I’m just reaching out in solidarity with all of you. My daughter was diagnosed three years ago and my wife and I are completely exhausted, overwhelmed, and filled with constant worry. It never gets better.
I hate this disease so much. We have a family of five and it feels like each of us has a 50 lb weight on our backs. It doesn’t stop us from doing anything. But it makes everything suck more than it would with a healthy pancreas. And as difficult as it is to be the parent of a kid with T1D, I can’t ever let myself feel that too much because I’m always reminded that this is the rest of my daughter’s life. That both terrifies and saddens me. And it’s frustrating because guilt won’t allow me to feel my own feelings too much.

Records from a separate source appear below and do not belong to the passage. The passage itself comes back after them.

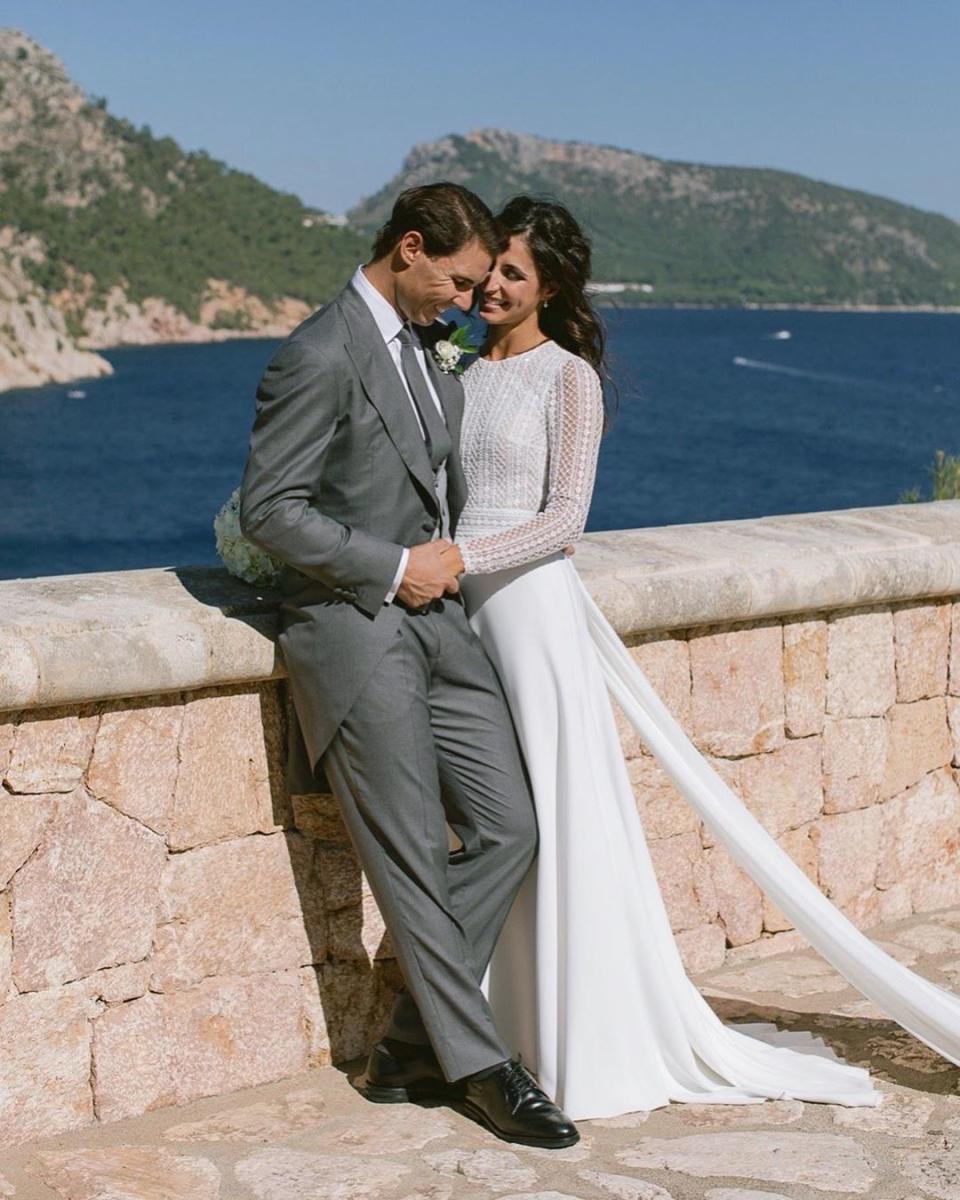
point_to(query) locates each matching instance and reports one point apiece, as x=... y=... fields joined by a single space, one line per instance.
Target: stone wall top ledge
x=82 y=637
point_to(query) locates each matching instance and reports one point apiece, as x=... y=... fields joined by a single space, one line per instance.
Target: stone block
x=919 y=827
x=114 y=985
x=701 y=949
x=804 y=676
x=663 y=809
x=135 y=762
x=317 y=815
x=23 y=820
x=849 y=846
x=45 y=1068
x=953 y=720
x=855 y=762
x=359 y=934
x=51 y=750
x=861 y=667
x=954 y=672
x=6 y=948
x=87 y=899
x=918 y=741
x=939 y=885
x=685 y=881
x=666 y=664
x=729 y=769
x=7 y=735
x=922 y=641
x=225 y=1033
x=738 y=690
x=315 y=1018
x=876 y=907
x=784 y=789
x=228 y=909
x=739 y=901
x=357 y=1003
x=340 y=877
x=96 y=1173
x=802 y=849
x=223 y=787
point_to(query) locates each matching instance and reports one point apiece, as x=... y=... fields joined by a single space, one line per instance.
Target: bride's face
x=513 y=289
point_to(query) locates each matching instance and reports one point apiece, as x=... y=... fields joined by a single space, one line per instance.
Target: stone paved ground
x=313 y=1138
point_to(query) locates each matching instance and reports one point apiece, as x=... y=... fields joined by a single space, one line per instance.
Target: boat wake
x=798 y=372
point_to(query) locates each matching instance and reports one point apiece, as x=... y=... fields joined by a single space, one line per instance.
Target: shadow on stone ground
x=313 y=1138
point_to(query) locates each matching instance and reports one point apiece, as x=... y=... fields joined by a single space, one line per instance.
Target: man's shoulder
x=322 y=330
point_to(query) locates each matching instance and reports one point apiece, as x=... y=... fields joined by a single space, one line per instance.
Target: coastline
x=202 y=335
x=773 y=306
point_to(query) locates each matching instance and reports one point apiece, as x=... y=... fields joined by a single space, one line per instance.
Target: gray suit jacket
x=337 y=481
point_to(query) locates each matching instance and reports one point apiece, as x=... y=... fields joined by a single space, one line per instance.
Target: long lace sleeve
x=574 y=418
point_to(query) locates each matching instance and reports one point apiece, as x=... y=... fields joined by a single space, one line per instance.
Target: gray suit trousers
x=430 y=742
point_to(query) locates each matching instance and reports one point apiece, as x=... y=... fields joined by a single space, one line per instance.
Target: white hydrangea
x=448 y=354
x=241 y=557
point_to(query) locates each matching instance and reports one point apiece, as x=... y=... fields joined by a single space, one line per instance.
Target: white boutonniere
x=449 y=351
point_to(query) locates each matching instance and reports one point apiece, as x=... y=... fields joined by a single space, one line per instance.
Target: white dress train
x=587 y=981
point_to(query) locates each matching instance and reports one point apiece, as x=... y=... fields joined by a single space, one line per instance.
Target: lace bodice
x=531 y=436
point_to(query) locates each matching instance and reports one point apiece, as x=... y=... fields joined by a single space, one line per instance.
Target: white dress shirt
x=389 y=322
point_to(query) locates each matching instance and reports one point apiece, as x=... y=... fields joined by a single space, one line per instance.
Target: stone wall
x=174 y=925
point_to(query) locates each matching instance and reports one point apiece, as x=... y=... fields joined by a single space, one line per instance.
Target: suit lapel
x=383 y=388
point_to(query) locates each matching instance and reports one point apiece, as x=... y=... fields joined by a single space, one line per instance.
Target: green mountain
x=706 y=234
x=114 y=205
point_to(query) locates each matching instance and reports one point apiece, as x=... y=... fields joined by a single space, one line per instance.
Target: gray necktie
x=436 y=433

I’m in constant admiration of all of you. The rest of the world doesn’t understand how much more difficult it is for diabetics to do normal things like go to school and have a job. I wish I could snap my finger Thanos style and make diabetes go away for my kid and for all of you. I know you do too.

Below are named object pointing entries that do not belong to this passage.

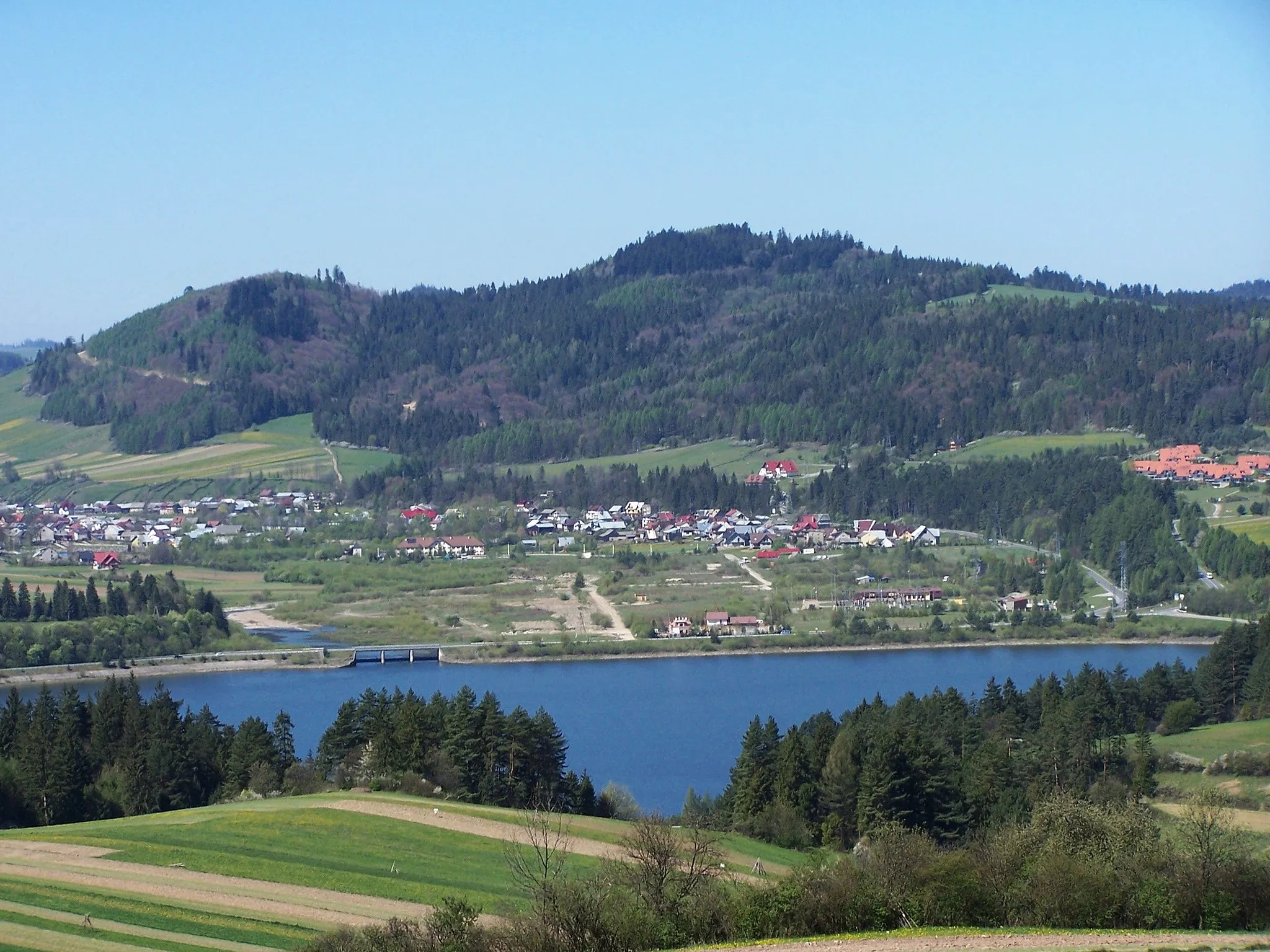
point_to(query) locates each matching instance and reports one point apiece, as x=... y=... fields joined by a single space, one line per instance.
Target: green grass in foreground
x=154 y=915
x=329 y=850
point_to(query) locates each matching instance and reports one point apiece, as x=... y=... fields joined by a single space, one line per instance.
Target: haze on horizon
x=148 y=148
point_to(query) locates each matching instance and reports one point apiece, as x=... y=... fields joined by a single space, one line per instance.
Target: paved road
x=1119 y=597
x=762 y=583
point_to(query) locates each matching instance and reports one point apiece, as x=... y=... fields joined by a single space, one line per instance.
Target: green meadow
x=1024 y=446
x=272 y=847
x=727 y=456
x=1215 y=739
x=283 y=448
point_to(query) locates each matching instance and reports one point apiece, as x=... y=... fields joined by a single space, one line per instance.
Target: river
x=660 y=725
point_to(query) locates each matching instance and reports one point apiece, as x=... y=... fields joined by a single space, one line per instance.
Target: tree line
x=65 y=758
x=148 y=616
x=1233 y=555
x=950 y=765
x=141 y=596
x=466 y=747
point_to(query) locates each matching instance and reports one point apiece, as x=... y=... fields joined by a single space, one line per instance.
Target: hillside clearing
x=726 y=456
x=281 y=448
x=1002 y=446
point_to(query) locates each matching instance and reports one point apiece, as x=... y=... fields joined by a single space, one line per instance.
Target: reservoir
x=660 y=725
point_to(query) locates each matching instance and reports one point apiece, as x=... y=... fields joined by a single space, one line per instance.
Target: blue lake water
x=660 y=725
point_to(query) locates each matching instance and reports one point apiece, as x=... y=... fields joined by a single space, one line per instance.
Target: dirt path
x=461 y=823
x=333 y=462
x=1068 y=942
x=1253 y=821
x=303 y=906
x=254 y=617
x=762 y=583
x=605 y=606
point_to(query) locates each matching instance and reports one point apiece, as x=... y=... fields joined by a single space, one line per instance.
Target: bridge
x=383 y=654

I have only one request. If you were diagnosed as a kid and became frustrated with your parents’ holding you too close or constantly monitoring you, please forgive them. This is the hardest thing we’ll ever have to deal with. And we can’t protect you or make you better, no matter how much our instincts as parents tell us that’s what we should be doing.
Thanks for reading. I hope this doesn’t bring anyone down. Not my intent. Be well.